Maybe Guilliman will be portrayed from the "betrayer" angle, seeing as he is more concerned with Ultramar rather than the Emperor and the Heresy. It's as if he takes a step back from the Heresy to see who has the upper hand before choosing his side...


----------



## Child-of-the-Emperor (Feb 22, 2009)

Chaosveteran said:


> Maybe Guilliman will be portrayed from the "betrayer" angle, seeing as he is more concerned with Ultramar rather than the Emperor and the Heresy. It's as if he takes a step back from the Heresy to see who has the upper hand before choosing his side...


I don't think so.

Guilliman was loyal to the Emperor, there is no doubt about that. Though he was pragmatic about his loyalty; he knew he couldn't achieve much if he recklessly stormed into the war after Calth, his Legion was too diminished. Instead, he consolidated his position in Ultramar, rebuilt his forces, mustered other Imperial forces to him, compiled the Codex Astartes, and secured and maintained the Emperor's ideals and ultimately the future of the Imperium. Outside the Sol System, Ultramar probably became home to the highest concentration of Imperial forces during the _Age of Darkness_. 

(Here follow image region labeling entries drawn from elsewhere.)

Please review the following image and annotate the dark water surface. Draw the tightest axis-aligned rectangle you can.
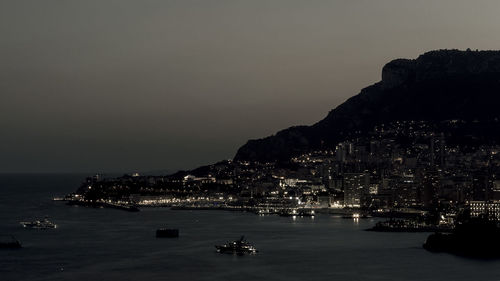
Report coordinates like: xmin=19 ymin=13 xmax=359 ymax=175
xmin=0 ymin=174 xmax=500 ymax=281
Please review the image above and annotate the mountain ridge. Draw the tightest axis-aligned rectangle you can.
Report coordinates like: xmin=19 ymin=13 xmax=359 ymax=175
xmin=234 ymin=50 xmax=500 ymax=161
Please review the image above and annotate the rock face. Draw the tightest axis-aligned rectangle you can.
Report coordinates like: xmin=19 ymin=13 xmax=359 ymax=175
xmin=234 ymin=50 xmax=500 ymax=161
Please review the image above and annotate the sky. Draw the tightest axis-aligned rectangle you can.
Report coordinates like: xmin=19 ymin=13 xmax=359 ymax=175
xmin=0 ymin=0 xmax=500 ymax=173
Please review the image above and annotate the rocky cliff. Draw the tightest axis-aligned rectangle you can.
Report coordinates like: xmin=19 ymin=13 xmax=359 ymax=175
xmin=235 ymin=50 xmax=500 ymax=161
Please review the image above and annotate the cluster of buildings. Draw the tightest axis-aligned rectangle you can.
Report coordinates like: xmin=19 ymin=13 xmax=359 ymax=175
xmin=77 ymin=120 xmax=500 ymax=217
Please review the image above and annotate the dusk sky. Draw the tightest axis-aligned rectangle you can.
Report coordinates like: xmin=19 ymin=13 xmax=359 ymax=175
xmin=0 ymin=0 xmax=500 ymax=173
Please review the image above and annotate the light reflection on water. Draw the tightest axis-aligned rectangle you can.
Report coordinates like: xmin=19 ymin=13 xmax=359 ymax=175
xmin=0 ymin=175 xmax=500 ymax=280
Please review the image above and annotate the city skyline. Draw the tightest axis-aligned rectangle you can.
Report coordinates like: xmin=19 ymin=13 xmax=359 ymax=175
xmin=0 ymin=1 xmax=500 ymax=172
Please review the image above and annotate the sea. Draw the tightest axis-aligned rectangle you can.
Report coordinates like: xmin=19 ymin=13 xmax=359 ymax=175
xmin=0 ymin=174 xmax=500 ymax=281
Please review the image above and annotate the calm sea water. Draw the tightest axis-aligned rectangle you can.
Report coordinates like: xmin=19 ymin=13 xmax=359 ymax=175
xmin=0 ymin=174 xmax=500 ymax=281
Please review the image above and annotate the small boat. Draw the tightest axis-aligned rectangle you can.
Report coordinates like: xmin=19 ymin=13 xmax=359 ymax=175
xmin=20 ymin=217 xmax=57 ymax=229
xmin=215 ymin=236 xmax=257 ymax=255
xmin=156 ymin=228 xmax=179 ymax=238
xmin=0 ymin=236 xmax=22 ymax=249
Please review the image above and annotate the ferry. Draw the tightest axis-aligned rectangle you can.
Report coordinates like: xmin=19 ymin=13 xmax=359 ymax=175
xmin=215 ymin=236 xmax=257 ymax=255
xmin=20 ymin=218 xmax=57 ymax=229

Personally, I hope _Betrayer_ and _The Unremembered Empire_ carry on and elaborate upon this. Guilliman's choices as portrayed in _Rules of Engagement_ implemented a much needed breath of fresh air; Dorn and Manus were the rigid loyalists who would hurl their Legions into oblivion to directly defend the Emperor, if all the loyalist Primarchs were portrayed as such it would be an opportunity wasted. In fact one of the most interesting things about the more recent Heresy installments is seeing the reactions of some of the different loyalist Primarchs (primarily Guilliman and the Lion). Guilliman is willing to secede from the war in order to secure the Imperium's future, perhaps also knowingly damning the Emperor and Terra to death and destruction, something which I think is a fantastic plot-line. Whilst the Lion nobly attempts to hold the seams of the Imperium together by crusading against traitor forces in the desolate and forgotten, but vital, regions of Imperial space, whilst also believing that the Legions would bleed each other dry and ultimately destroy one another in the conflict. The Lion's reaction to Guilliman's _Imperium Secundus_ was also fascinating and promises very enticing future plot-lines.


----------